A Buenos Aires, la Bourse a bondi de 6,53% à la clôture après plusieurs jours de baisse, reflétant son optimisme quant à l'issue du processus de négociation.

Avant cela, un groupe européen de détenteurs de bons argentins restructurés avait demandé au juge Griesa la "suspension temporaire" de l'exécution du jugement jusqu'à début 2015, relayant une requête des autorités argentines.

Selon EuroBondholders, c'est "la meilleure méthode pour promouvoir un accord négocié dans cette affaire et éviter un défaut".

Dans cette logique, l'Association des banques d'Argentine (ADEBA) est disposée à apporter une garantie de 250 millions de dollars pour rassurer les fonds "vautours" et le juge Griesa.

Depuis plus d'un mois, les négociations piétinaient, les deux parties affichant des postures diamétralement opposées.

Buenos Aires refuse de payer les 1,3 milliard de dollars à des fonds "vautours" qui représentent moins d'1% des détenteurs de bons pour ne pas se mettre à dos la plupart (93%) des créanciers ayant accepté d'alléger la dette après la crise économique de 2001.

Les fonds spéculatifs, en position de force, n'ont pas cédé et n'ont fait qu'une concession, acceptant un paiement en bons du Trésor argentin.

Le juge Griesa s'est jusqu'ici montré hermétique aux demandes du gouvernement argentin, refusant le sursis à exécution du jugement qui permettrait à Buenos Aires de payer sans s'exposer à une avalanche de poursuites de créanciers demandant eux-aussi à toucher 100% de leur dû.

A Caracas, les pays du Mercosur ont exprimé "leur solidarité militante" à la présidente argentine de centre gauche, Cristina Kirchner.

Le président vénézuélien Nicolas Maduro a dénoncé en cas de défaut de paiement le "préjudice occasionné à l'Argentine par le biais de la spéculation financière (...) Et ce n'est pas un coup porté seulement à l'Argentine mais à tous les pays du Sud", a-t-il déclaré.
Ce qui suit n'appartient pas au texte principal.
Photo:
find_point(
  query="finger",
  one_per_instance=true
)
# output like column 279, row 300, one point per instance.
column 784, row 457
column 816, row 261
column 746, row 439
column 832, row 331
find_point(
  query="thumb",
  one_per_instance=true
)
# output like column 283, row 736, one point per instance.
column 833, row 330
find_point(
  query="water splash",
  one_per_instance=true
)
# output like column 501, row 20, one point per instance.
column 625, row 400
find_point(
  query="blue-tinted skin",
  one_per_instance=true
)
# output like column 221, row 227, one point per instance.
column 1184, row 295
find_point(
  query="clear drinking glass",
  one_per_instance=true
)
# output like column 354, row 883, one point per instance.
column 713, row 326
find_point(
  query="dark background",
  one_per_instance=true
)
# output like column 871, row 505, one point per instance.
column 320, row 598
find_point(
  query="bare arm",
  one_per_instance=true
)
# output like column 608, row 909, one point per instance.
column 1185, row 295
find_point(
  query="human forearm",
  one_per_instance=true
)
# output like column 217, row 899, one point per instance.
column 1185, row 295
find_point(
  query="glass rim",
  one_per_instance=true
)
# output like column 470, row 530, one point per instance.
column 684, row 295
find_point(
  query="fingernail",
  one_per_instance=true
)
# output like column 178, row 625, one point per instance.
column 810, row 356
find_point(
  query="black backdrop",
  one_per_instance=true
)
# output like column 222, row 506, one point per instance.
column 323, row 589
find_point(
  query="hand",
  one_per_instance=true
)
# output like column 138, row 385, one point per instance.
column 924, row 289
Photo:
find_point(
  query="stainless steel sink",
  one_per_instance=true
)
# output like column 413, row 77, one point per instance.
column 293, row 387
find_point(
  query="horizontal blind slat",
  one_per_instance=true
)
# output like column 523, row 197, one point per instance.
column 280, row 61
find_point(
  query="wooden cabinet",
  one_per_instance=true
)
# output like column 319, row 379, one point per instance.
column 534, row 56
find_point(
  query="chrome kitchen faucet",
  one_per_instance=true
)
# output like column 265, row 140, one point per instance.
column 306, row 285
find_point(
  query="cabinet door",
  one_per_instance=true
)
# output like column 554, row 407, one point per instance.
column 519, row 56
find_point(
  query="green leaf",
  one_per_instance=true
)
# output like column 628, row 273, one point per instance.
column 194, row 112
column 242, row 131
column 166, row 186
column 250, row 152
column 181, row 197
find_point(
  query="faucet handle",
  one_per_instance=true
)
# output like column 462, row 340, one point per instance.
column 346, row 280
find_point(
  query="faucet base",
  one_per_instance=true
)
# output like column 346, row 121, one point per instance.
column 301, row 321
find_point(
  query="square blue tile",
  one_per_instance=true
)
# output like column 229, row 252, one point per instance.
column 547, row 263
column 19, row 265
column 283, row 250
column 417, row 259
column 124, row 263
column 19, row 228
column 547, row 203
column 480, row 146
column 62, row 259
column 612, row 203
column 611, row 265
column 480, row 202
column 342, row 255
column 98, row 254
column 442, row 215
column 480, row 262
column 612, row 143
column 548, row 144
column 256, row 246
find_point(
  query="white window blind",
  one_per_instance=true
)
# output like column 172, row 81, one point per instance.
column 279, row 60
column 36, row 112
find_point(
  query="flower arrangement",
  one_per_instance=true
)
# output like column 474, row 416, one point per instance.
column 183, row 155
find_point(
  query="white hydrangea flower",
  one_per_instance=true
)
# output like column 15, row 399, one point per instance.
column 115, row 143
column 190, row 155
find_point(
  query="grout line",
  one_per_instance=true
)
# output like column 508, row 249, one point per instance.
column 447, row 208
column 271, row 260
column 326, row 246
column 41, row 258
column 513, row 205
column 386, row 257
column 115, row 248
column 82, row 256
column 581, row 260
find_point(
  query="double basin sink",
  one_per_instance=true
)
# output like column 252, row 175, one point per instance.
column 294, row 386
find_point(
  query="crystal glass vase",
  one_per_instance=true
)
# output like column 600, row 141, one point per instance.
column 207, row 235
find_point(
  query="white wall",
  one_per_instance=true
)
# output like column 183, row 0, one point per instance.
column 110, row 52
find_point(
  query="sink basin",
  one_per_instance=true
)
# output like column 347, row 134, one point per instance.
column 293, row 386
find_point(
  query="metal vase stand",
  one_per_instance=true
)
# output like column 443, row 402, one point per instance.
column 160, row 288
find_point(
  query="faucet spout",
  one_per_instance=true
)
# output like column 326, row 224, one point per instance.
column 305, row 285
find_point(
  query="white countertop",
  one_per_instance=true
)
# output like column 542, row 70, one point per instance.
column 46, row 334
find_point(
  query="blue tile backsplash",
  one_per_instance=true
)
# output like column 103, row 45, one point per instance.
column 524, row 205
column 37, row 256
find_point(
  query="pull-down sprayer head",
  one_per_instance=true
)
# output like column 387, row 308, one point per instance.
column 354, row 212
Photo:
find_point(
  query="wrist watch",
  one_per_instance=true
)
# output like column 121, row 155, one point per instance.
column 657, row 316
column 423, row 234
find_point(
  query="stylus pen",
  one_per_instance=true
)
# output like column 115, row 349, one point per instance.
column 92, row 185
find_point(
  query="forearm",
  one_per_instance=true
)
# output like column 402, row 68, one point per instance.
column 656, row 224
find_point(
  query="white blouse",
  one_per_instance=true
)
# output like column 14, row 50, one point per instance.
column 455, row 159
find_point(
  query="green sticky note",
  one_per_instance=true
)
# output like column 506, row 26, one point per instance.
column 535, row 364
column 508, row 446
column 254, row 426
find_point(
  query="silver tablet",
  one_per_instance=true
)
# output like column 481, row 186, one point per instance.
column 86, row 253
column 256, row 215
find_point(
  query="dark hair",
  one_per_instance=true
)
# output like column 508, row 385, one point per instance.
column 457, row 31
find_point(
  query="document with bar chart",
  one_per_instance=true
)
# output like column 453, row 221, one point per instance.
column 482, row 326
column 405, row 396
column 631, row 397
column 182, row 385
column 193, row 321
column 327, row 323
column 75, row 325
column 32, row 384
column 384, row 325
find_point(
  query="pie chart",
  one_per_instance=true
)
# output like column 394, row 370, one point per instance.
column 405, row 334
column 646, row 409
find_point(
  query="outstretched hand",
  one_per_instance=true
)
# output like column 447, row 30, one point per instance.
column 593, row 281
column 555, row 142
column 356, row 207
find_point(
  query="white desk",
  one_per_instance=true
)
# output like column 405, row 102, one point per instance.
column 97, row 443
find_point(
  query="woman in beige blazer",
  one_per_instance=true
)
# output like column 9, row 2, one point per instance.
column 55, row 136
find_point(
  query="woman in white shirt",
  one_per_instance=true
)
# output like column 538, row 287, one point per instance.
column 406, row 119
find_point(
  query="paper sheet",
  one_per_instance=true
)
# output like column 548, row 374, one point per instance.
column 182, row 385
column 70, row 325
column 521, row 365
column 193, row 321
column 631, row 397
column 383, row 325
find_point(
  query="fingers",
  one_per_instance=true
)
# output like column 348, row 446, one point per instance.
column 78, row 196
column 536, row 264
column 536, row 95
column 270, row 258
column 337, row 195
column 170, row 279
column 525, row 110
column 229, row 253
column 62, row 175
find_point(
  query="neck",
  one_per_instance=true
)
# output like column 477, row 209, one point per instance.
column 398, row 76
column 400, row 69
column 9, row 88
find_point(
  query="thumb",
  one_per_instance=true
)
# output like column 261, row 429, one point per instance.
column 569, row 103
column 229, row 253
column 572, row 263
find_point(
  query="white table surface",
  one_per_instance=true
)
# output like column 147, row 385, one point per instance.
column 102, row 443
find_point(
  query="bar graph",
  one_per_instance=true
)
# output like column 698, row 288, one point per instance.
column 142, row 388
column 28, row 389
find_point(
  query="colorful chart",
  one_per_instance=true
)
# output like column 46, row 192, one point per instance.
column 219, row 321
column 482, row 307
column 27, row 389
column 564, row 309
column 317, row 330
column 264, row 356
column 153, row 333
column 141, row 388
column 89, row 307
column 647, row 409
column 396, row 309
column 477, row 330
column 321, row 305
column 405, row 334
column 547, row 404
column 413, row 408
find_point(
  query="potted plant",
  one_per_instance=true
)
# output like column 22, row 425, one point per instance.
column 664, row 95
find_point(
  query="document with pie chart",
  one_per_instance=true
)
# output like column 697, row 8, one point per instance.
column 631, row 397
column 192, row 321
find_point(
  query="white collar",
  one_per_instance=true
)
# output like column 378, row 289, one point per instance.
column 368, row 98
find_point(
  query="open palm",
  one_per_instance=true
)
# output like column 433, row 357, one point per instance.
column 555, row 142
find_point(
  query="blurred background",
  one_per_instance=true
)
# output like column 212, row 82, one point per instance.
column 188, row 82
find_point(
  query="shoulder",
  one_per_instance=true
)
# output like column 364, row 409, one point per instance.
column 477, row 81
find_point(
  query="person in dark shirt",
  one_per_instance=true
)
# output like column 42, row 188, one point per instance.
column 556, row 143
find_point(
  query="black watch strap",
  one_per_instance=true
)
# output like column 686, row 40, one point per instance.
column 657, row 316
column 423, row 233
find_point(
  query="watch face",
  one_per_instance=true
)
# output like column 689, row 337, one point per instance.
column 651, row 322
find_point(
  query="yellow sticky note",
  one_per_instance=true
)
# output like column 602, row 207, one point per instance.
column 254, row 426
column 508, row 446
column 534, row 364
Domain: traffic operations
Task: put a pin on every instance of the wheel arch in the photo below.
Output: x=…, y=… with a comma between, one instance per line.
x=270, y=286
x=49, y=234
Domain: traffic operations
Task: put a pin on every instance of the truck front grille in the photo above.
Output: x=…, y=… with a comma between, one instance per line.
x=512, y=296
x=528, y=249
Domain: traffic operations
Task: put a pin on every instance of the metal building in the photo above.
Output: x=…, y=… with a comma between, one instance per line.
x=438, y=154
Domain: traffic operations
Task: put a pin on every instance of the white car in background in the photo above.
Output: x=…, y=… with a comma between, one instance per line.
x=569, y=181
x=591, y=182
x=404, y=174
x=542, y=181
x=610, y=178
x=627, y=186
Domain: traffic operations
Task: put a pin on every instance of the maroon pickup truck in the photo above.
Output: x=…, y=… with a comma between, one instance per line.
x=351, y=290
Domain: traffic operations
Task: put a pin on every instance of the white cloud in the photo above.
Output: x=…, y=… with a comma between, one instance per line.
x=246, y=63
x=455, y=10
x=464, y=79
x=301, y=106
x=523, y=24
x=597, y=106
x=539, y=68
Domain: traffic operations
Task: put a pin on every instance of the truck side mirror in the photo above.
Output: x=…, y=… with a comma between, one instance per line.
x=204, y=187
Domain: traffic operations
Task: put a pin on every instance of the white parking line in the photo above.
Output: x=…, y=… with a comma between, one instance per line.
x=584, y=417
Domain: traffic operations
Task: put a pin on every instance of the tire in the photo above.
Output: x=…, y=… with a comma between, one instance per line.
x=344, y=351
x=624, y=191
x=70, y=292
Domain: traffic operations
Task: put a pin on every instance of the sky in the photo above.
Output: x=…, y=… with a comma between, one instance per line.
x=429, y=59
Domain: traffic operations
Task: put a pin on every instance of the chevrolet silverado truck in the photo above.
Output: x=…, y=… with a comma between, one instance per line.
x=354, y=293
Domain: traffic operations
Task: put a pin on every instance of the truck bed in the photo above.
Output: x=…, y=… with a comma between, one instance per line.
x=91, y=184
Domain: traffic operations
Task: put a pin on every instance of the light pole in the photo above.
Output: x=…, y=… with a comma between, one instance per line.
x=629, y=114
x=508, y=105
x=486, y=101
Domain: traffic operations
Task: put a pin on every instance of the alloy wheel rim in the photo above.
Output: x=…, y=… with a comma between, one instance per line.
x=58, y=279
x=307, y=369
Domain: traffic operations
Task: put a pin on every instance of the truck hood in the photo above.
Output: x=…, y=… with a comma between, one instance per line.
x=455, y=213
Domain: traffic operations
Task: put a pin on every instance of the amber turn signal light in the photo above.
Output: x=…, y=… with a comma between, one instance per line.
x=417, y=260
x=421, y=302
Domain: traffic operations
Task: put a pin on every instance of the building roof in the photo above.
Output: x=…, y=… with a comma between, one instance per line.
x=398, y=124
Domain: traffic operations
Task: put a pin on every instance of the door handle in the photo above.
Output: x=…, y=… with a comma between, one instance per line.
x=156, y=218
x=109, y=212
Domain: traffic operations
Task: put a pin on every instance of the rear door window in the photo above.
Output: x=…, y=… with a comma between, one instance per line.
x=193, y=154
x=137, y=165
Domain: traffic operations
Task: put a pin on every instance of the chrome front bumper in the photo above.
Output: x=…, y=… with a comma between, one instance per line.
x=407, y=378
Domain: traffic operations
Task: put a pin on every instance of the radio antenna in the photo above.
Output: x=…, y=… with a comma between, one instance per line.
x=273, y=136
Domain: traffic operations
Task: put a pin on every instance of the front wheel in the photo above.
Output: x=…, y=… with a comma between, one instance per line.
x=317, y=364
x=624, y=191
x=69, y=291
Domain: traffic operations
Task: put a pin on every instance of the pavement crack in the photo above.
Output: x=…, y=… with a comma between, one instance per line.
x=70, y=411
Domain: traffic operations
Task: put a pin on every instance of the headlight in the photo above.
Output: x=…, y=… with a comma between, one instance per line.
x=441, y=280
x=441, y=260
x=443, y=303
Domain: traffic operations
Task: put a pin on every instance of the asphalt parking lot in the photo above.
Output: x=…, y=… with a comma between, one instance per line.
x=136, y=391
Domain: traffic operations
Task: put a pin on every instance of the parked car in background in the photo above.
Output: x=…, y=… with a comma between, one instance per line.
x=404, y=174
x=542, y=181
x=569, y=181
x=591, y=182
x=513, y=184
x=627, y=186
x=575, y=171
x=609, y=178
La directrice générale du FMI Christine Lagarde a pour sa part minimisé l'impact d'un tel scénario au niveau international. "Même si un défaut est toujours regrettable, nous ne pensons pas qu'il aura des conséquences majeures en dehors" du pays, a-t-elle estimé.

Afin de démontrer sa solvabilité, l'Argentine a versé lundi une échéance de 642 millions de dollars à ses créanciers publics du Club de Paris, plus que les 539 millions susceptibles de provoquer un défaut de paiement partiel mercredi.